8. Focus on your behavior not your feelings.

“Be prepared to ignore your feelings (they don’t matter).” — Blake Powell

If we wait until we feel like writing, our page will remain blank. It is better to focus on our behavior and let our feelings follow. We must force ourselves to write, whether we feel like writing or not.

If we’re lucky, by the end of our writing session we may even start to enjoy it.

A successful life comes from behaving first and letting our feelings follow. An unsuccessful life comes from feeling first and letting our behavior follow.

9. Focus on the process and catch up with your dreams later.

“Instead of wanting to be successful, you need to learn to enjoy the process itself. Revel in the act of creation, accept good things will come if you do good work, and just breathe.” — Blake Powell

If I were to focus on being successful I would be miserable. Why? I’m not successful. Yet. But the process is within my control. My discipline is within my control. My appetite for risk is within my control. By focusing on the things I can control — I can succeed at them.

I may not be able to drive a Lamborghini, but I can wake up at 6 a.m and write.

10. Work where you can make a difference.
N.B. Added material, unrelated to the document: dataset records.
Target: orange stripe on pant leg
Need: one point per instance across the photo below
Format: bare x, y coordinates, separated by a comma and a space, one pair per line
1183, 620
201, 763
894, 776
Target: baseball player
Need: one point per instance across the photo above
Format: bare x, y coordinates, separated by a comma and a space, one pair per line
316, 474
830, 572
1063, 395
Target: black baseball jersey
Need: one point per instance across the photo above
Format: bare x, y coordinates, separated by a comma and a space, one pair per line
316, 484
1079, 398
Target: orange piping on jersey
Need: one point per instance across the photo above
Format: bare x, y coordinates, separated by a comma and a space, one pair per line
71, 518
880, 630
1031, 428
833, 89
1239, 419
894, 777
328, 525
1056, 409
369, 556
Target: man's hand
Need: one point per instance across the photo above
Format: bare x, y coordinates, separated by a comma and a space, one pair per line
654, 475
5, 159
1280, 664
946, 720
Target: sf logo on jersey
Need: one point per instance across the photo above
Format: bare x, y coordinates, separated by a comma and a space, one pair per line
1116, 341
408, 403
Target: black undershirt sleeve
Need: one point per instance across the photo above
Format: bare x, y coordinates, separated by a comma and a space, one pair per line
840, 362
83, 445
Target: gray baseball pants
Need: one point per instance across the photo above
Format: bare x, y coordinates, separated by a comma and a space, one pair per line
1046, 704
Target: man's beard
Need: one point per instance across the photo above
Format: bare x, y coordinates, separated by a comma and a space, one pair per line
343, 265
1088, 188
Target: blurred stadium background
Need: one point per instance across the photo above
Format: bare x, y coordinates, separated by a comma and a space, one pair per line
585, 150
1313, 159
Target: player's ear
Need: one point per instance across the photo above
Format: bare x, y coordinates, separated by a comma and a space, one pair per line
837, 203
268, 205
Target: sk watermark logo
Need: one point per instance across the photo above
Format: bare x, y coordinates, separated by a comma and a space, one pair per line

“I’m doing it for the one or two people who read my content and love it. I’m doing it for those people that will read this and actually take action, not read it and say “Oh, nice article” and then move on to the next one with no hesitations or second thoughts.” —Blake Powell

If you want to make an impact with your writing, you should focus on the people who will then change their behavior. It’s not interest that drives change. It’s action.

Conclusion

I could keep going with this list. The above ten lessons are a fraction of what I have learned. Hopefully they’re a fraction of what I’ll continue to learn. Hopefully they’re a fraction of what you will learn from Blake too.

One last thing I will say; many of his points can make me feel uncomfortable. Do I really want to turn off my internet? No. Is ignoring my feelings and focusing on behaviour easy? Hell no.

But in those moments I think of a quote from Josh Waitzkin, “When uncomfortable my instinct is not to avoid the discomfort but to become at peace with it. My instinct is always to seek out challenges as opposed to avoiding them.”